To address the weak interpretability, excessive parameter count, and deployment difficulty of deepfake detection models, this work pioneers the application of the Lottery Ticket Hypothesis to this domain. We propose an iterative magnitude pruning-based method to identify sparse “winning ticket” subnetworks and integrate Grad-CAM for interpretability validation. Evaluated on OpenForensics and FaceForensics++, our approach—using MesoNet as backbone—achieves 56.2% accuracy at 80% sparsity (retaining only 3,000 parameters), a mere 6.4 percentage points below the full-model baseline (62.6%), and significantly outperforms one-shot pruning. Crucially, the identified subnetworks demonstrate strong cross-dataset generalization. This work establishes a novel paradigm for lightweight, interpretable deepfake detection.

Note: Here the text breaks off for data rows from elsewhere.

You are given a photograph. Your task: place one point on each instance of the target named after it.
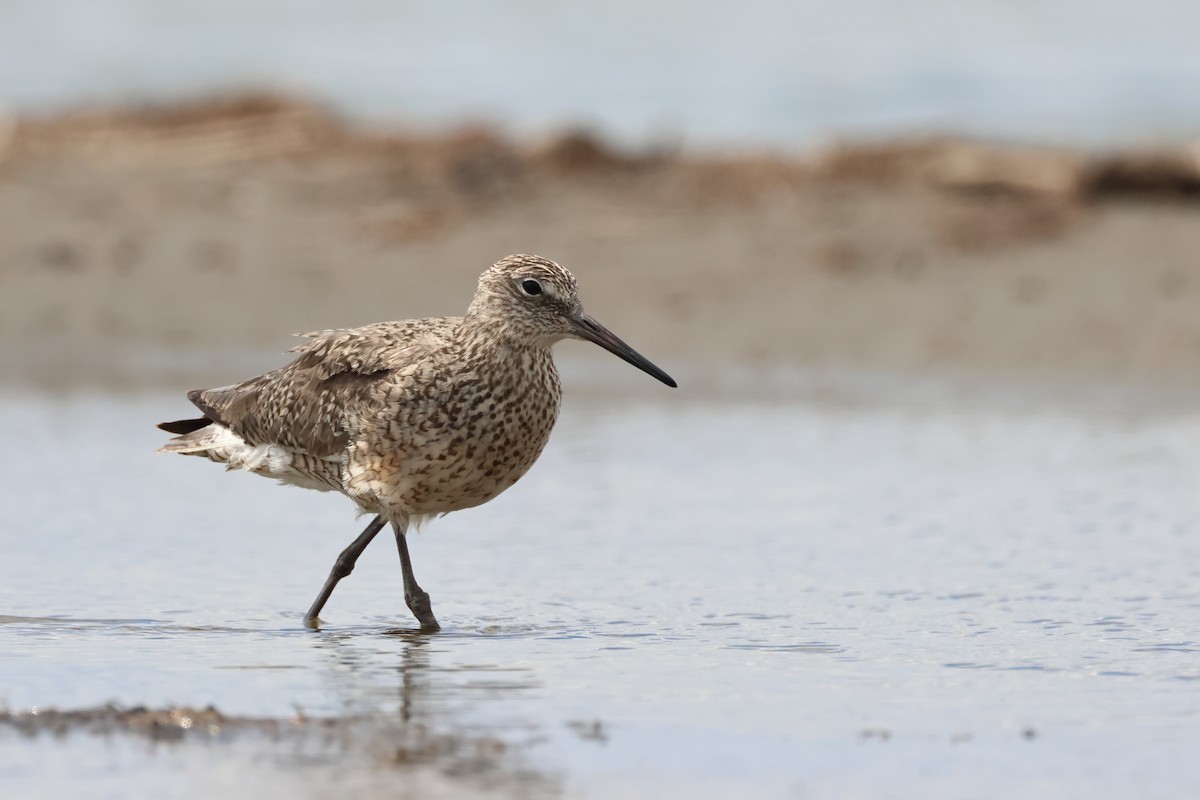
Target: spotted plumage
(409, 419)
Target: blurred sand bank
(149, 247)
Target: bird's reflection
(413, 705)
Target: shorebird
(412, 419)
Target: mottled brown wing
(313, 404)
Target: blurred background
(921, 519)
(942, 186)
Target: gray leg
(417, 599)
(342, 567)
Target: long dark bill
(593, 331)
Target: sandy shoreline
(143, 247)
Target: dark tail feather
(185, 426)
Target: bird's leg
(417, 599)
(342, 567)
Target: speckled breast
(486, 431)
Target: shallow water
(749, 72)
(687, 599)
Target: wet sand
(145, 247)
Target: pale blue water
(762, 71)
(935, 599)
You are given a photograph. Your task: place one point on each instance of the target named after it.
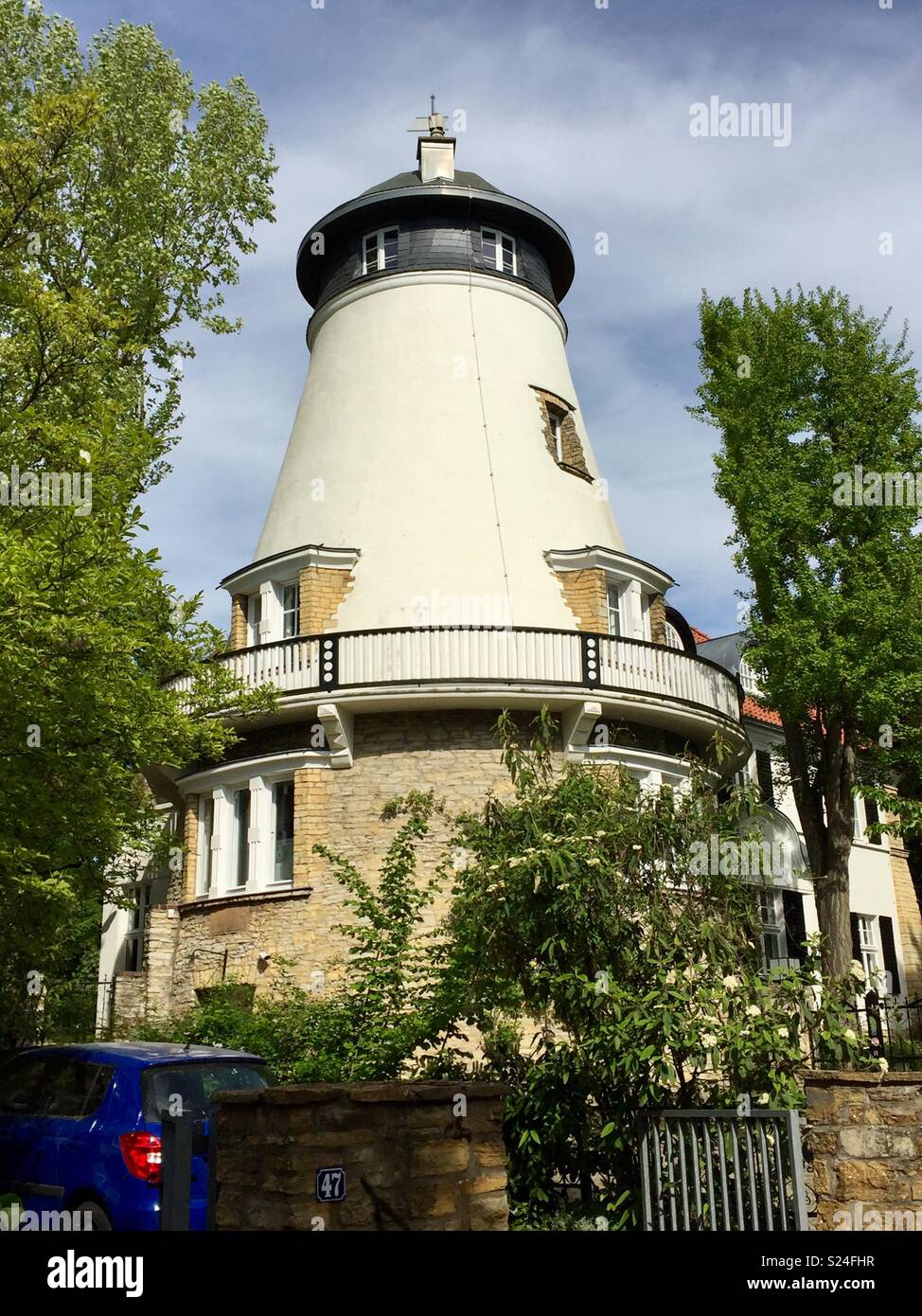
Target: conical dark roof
(463, 178)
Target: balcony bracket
(576, 725)
(338, 726)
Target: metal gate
(722, 1170)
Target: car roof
(142, 1053)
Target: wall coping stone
(861, 1078)
(208, 904)
(311, 1094)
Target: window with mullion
(291, 611)
(283, 830)
(614, 620)
(499, 250)
(242, 837)
(381, 249)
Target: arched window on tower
(379, 250)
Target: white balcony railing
(424, 655)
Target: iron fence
(891, 1028)
(721, 1170)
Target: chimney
(435, 154)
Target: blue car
(80, 1126)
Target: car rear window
(189, 1087)
(53, 1086)
(75, 1089)
(21, 1089)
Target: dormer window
(556, 422)
(379, 250)
(291, 611)
(614, 620)
(499, 250)
(254, 618)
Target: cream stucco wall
(417, 432)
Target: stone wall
(864, 1147)
(239, 621)
(129, 1002)
(454, 753)
(416, 1157)
(585, 594)
(571, 449)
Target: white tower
(438, 546)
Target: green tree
(806, 388)
(127, 198)
(583, 906)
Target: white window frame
(556, 420)
(220, 878)
(239, 843)
(290, 613)
(205, 863)
(134, 937)
(274, 823)
(614, 607)
(868, 942)
(497, 237)
(379, 237)
(254, 618)
(771, 917)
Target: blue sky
(585, 114)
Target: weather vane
(433, 125)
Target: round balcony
(495, 667)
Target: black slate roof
(463, 178)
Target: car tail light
(142, 1153)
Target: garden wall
(864, 1145)
(416, 1157)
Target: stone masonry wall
(454, 753)
(571, 449)
(321, 590)
(412, 1161)
(239, 621)
(585, 594)
(908, 915)
(864, 1147)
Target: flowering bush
(577, 907)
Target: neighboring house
(885, 917)
(439, 546)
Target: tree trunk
(831, 895)
(827, 839)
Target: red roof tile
(759, 714)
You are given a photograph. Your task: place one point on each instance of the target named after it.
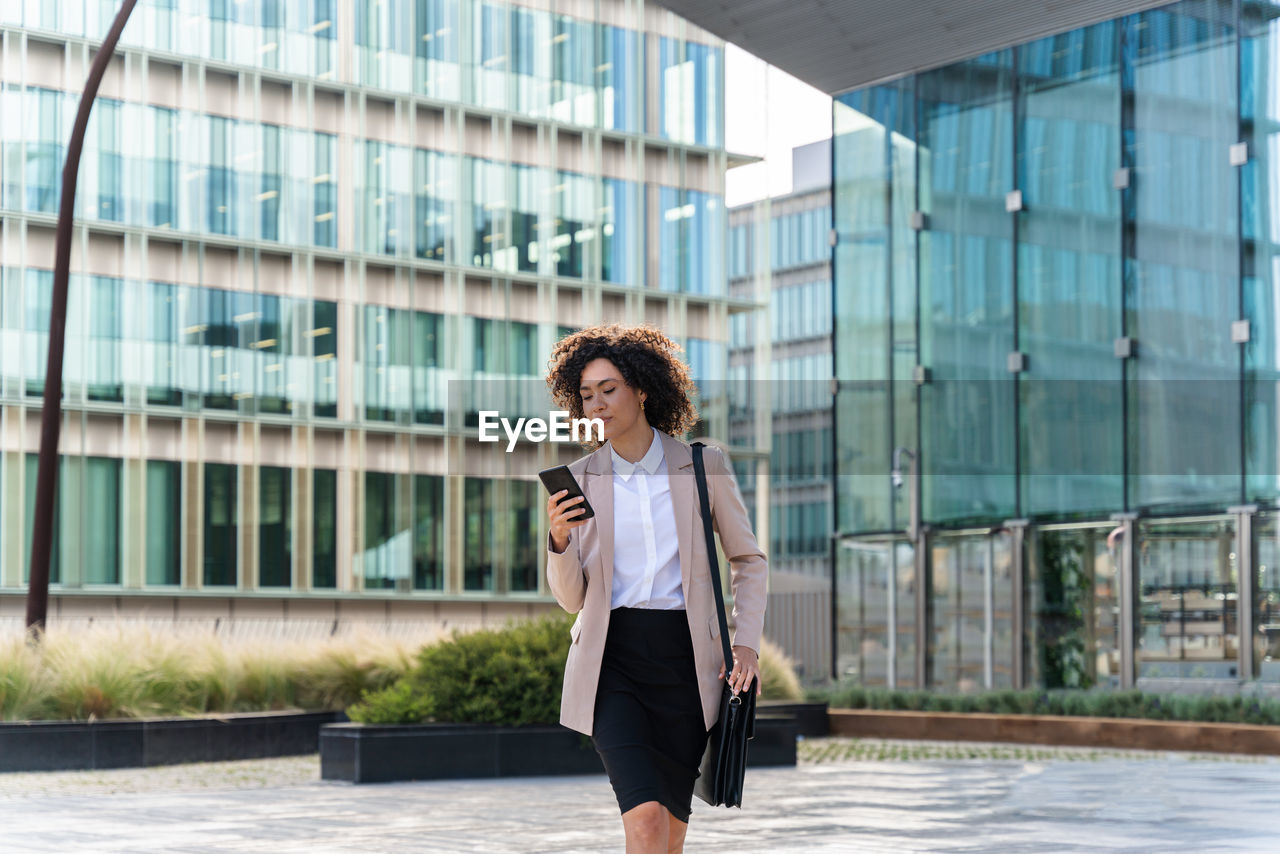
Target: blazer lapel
(684, 501)
(599, 492)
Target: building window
(164, 523)
(385, 555)
(274, 526)
(480, 549)
(324, 533)
(428, 533)
(222, 526)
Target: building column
(923, 612)
(1246, 589)
(1129, 597)
(1019, 528)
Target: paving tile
(1119, 804)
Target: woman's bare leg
(647, 829)
(676, 831)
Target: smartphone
(561, 478)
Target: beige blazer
(581, 576)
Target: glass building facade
(1056, 286)
(305, 231)
(780, 255)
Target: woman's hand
(746, 666)
(562, 517)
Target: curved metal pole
(51, 411)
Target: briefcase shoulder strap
(704, 502)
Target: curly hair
(648, 361)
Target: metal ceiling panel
(839, 45)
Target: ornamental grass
(1064, 702)
(135, 671)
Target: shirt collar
(649, 461)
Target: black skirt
(648, 725)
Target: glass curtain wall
(1043, 260)
(530, 60)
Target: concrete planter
(80, 745)
(387, 753)
(810, 717)
(1059, 730)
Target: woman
(645, 663)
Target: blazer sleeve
(749, 569)
(565, 575)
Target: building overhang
(846, 44)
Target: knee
(649, 823)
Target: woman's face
(607, 397)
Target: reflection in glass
(1074, 628)
(522, 534)
(164, 523)
(222, 526)
(274, 526)
(863, 574)
(428, 533)
(1266, 599)
(324, 529)
(1182, 284)
(479, 534)
(385, 555)
(972, 642)
(1069, 274)
(1187, 576)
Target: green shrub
(778, 674)
(510, 676)
(1064, 702)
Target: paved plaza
(844, 797)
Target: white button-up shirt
(645, 547)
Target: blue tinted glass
(1069, 274)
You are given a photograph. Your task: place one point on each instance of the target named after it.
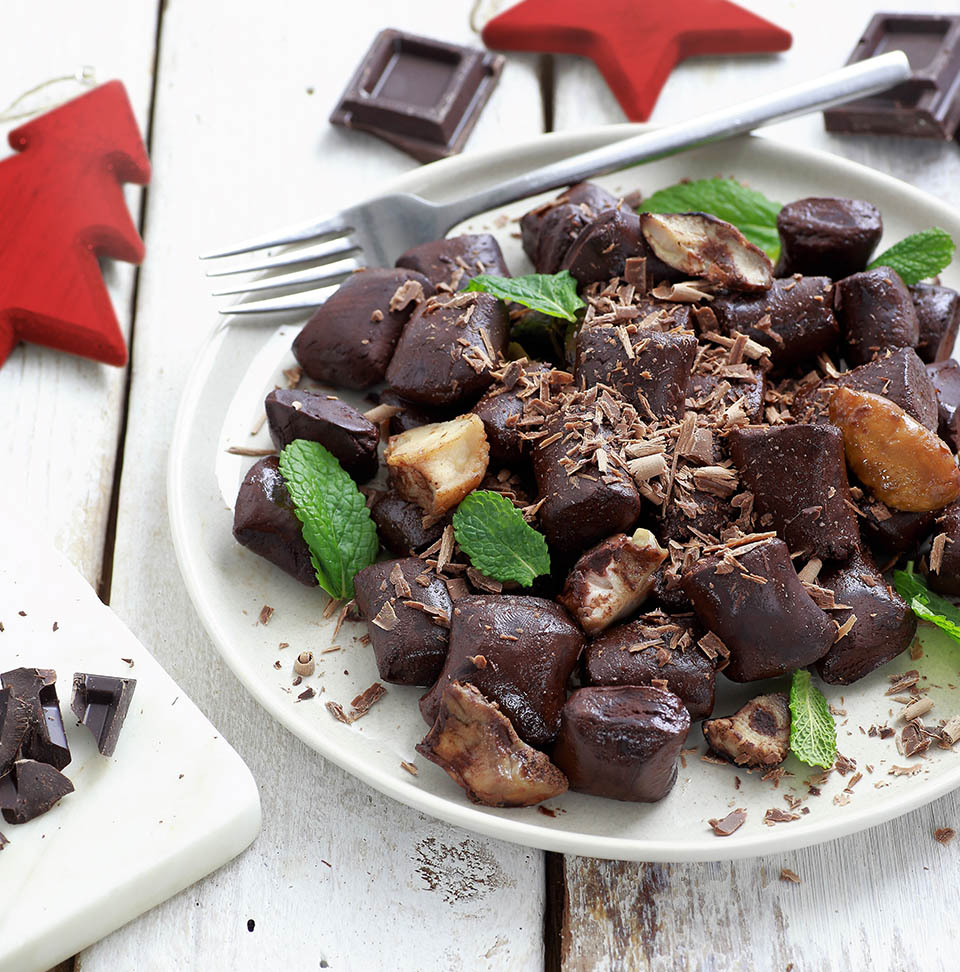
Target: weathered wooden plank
(62, 414)
(851, 909)
(340, 874)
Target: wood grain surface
(341, 876)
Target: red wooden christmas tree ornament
(62, 206)
(634, 43)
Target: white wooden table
(235, 98)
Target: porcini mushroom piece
(435, 466)
(475, 743)
(756, 735)
(612, 580)
(903, 464)
(704, 246)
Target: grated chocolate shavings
(730, 824)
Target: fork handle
(855, 80)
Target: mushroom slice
(477, 746)
(756, 735)
(612, 579)
(704, 246)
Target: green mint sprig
(919, 255)
(813, 735)
(336, 522)
(750, 211)
(492, 532)
(925, 604)
(552, 294)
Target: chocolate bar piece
(14, 722)
(101, 702)
(423, 96)
(926, 106)
(45, 739)
(30, 789)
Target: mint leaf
(919, 255)
(492, 532)
(925, 604)
(750, 211)
(552, 294)
(336, 522)
(813, 736)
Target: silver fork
(376, 232)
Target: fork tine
(292, 234)
(305, 300)
(304, 254)
(321, 274)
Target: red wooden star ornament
(62, 206)
(634, 43)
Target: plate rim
(463, 814)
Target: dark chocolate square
(421, 95)
(925, 106)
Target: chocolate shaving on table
(775, 815)
(731, 823)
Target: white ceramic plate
(229, 584)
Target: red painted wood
(634, 43)
(62, 206)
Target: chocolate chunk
(337, 426)
(748, 392)
(612, 580)
(407, 622)
(45, 740)
(411, 414)
(14, 723)
(30, 789)
(946, 578)
(889, 531)
(655, 645)
(938, 316)
(456, 260)
(549, 230)
(900, 376)
(601, 249)
(875, 312)
(926, 105)
(798, 477)
(480, 751)
(400, 524)
(350, 339)
(500, 410)
(101, 702)
(827, 237)
(448, 349)
(885, 626)
(622, 741)
(758, 734)
(581, 509)
(422, 95)
(653, 376)
(794, 319)
(519, 652)
(759, 609)
(945, 376)
(264, 521)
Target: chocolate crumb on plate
(732, 822)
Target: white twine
(85, 77)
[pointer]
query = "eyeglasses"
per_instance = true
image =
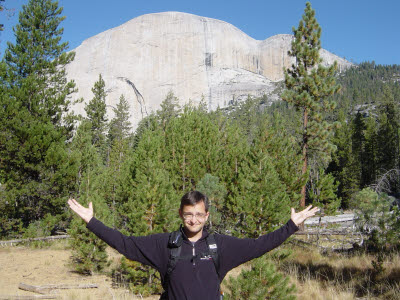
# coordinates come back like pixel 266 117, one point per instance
pixel 189 216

Recent advances in deepfake technology have created increasingly convincing synthetic media that poses significant challenges to information integrity and social trust. While current detection methods show promise, their underlying mechanisms remain poorly understood, and the large sizes of their models make them challenging to deploy in resource-limited environments. This study investigates the application of the Lottery Ticket Hypothesis (LTH) to deepfake detection, aiming to identify the key features crucial for recognizing deepfakes. We examine how neural networks can be efficiently pruned while maintaining high detection accuracy. Through extensive experiments with MesoNet, CNN-5, and ResNet-18 architectures on the OpenForensic and FaceForensics++ datasets, we find that deepfake detection networks contain winning tickets, i.e., subnetworks, that preserve performance even at substantial sparsity levels. Our results indicate that MesoNet retains 56.2% accuracy at 80% sparsity on the OpenForensic dataset, with only 3,000 parameters, which is about 90% of its baseline accuracy (62.6%). The results also show that our proposed LTH-based iterative magnitude pruning approach consistently outperforms one-shot pruning methods. Using Grad-CAM visualization, we analyze how pruned networks maintain their focus on critical facial regions for deepfake detection. Additionally, we demonstrate the transferability of winning tickets across datasets, suggesting potential for efficient, deployable deepfake detection systems.